Diğeri, tüm hakim ve savcıların disiplin işlerine bakan, ayrıca atamaları yapan kurulun Başkanvekili..
Öbürleri de, senin benim davalarıma bakan, onu bunu 5 yıl, 10 yıl, 20 yıl hapse atma yetkisi ile donatılmış hakimler!
Oturmuşlar Tike’de kebap yiyorlar!
Birden bu sahne canlandı gözümde..
“İşte” dedim.
“İşte hukuk devleti!”
Sizce de öyle değil mi?
Hah hah hah..
Hiç gülesim yoktu..
Hukuk devleti resmiyet ister beyler.

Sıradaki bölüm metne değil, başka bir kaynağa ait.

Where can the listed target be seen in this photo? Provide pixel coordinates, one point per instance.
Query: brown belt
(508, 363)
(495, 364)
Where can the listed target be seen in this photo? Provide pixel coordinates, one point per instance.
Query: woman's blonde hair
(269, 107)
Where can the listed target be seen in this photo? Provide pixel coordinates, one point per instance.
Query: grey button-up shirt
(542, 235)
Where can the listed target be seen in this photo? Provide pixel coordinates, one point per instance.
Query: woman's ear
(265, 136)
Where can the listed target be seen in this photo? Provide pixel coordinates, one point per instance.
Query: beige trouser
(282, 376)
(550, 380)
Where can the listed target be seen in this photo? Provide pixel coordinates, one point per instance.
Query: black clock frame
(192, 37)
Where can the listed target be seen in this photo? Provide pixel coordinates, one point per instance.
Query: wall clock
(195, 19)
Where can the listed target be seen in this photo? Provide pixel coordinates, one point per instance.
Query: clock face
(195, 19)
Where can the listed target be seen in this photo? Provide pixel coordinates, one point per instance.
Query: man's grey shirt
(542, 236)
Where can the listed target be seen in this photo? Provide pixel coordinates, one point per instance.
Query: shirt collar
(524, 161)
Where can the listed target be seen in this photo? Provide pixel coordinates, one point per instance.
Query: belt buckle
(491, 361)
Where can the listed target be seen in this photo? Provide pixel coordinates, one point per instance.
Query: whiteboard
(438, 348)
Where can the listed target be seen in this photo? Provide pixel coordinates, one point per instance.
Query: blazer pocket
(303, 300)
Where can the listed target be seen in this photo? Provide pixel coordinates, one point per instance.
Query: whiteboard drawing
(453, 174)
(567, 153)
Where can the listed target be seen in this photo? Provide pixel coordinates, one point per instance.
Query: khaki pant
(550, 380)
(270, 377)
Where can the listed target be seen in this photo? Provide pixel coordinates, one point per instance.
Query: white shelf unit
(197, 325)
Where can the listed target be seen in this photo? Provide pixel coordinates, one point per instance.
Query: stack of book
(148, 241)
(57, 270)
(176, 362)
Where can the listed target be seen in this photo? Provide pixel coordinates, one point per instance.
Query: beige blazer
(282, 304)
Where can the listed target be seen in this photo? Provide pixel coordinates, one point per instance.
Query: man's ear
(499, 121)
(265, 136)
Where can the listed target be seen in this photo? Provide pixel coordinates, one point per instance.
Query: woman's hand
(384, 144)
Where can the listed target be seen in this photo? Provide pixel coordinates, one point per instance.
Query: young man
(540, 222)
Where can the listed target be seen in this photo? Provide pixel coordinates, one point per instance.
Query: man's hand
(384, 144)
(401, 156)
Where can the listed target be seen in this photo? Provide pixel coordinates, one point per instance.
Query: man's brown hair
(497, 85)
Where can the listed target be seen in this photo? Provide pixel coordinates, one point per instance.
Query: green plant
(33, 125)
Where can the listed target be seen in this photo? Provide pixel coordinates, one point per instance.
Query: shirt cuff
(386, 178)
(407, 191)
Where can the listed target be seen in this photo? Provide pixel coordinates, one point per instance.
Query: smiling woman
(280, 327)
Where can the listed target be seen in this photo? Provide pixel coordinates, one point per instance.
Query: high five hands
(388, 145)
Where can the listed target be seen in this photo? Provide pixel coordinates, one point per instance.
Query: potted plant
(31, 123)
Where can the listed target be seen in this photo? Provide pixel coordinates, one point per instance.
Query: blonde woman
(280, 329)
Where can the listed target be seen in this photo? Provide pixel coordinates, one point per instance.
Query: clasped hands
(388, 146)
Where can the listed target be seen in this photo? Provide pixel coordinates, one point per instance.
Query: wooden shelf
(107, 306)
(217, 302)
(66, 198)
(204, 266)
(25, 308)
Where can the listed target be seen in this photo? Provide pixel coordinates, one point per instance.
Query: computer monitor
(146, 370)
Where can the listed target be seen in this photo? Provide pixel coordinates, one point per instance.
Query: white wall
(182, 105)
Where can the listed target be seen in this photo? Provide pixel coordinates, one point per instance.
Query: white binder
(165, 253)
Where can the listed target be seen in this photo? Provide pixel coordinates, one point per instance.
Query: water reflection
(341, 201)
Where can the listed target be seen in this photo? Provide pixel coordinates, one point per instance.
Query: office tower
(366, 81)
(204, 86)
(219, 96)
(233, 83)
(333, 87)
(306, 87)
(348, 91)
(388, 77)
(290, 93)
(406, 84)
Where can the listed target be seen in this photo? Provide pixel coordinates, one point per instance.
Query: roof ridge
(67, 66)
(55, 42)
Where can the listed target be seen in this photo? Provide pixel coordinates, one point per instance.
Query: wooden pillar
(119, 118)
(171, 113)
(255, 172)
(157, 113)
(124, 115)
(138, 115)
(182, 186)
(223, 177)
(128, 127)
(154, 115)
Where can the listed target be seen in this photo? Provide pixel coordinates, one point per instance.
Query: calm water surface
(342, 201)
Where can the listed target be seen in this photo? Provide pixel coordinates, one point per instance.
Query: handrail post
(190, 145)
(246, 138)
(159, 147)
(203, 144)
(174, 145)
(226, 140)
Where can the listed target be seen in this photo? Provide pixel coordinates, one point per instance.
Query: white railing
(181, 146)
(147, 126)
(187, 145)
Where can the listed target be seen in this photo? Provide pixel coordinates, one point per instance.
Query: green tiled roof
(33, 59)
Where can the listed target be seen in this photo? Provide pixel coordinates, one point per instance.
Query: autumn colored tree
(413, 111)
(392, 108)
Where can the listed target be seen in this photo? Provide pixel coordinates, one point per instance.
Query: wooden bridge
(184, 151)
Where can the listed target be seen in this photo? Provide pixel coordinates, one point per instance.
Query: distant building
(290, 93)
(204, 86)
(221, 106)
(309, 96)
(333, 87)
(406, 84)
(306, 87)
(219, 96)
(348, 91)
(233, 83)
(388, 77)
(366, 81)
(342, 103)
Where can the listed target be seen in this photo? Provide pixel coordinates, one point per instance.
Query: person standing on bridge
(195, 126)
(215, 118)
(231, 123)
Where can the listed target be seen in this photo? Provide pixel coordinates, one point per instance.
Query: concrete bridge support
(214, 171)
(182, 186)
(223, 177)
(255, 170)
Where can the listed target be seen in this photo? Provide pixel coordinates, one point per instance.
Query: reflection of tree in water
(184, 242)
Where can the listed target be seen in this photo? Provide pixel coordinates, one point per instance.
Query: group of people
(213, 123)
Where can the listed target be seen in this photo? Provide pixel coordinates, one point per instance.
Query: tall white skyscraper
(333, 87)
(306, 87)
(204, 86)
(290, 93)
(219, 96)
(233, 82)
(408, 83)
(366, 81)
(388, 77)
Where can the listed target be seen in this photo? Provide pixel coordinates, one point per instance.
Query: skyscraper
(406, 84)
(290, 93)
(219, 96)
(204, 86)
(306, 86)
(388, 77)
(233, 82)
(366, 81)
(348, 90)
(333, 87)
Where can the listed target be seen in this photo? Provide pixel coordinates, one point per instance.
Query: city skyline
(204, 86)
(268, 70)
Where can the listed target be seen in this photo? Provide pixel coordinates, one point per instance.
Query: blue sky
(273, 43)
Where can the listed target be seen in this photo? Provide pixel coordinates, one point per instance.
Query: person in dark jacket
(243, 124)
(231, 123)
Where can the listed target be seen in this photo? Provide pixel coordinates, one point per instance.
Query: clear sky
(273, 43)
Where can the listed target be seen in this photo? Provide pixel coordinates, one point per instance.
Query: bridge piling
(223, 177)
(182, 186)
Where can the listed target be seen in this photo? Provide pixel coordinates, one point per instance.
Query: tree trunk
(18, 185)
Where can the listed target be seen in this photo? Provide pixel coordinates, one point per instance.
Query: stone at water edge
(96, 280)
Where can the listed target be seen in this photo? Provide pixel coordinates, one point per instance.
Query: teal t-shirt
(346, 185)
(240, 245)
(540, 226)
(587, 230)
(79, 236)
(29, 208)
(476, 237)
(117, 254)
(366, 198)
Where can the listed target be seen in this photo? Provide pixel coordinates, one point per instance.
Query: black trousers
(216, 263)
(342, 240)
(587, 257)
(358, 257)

Ciddiyet ister.
Tike’de yemek de ne oluyor?
Kebapsız gitmiyor mu, boğazınızdan..
YARSAV Başkanı Emine Hanım ne der bu Tike işine?
“Hakimlerin, savcıların Tike’ye gitme hakkı sınırlandırılamaz” diye mi bakar olaya.. Yoksa başka bir açılımı da var mı bu olayın?
Ne dersiniz Ali Suat Bey?..
Bilir miydiniz siz, Başkanvekili’nin Tike’ye gitmişliğini?..
Orada eski AdaletBakanı ile, mahkeme başkanları ile özel görüşmeler yaptığını?..
Normal midir tüm bunlar?
Bunlar normaldir de, anormal olan bizler miyiz?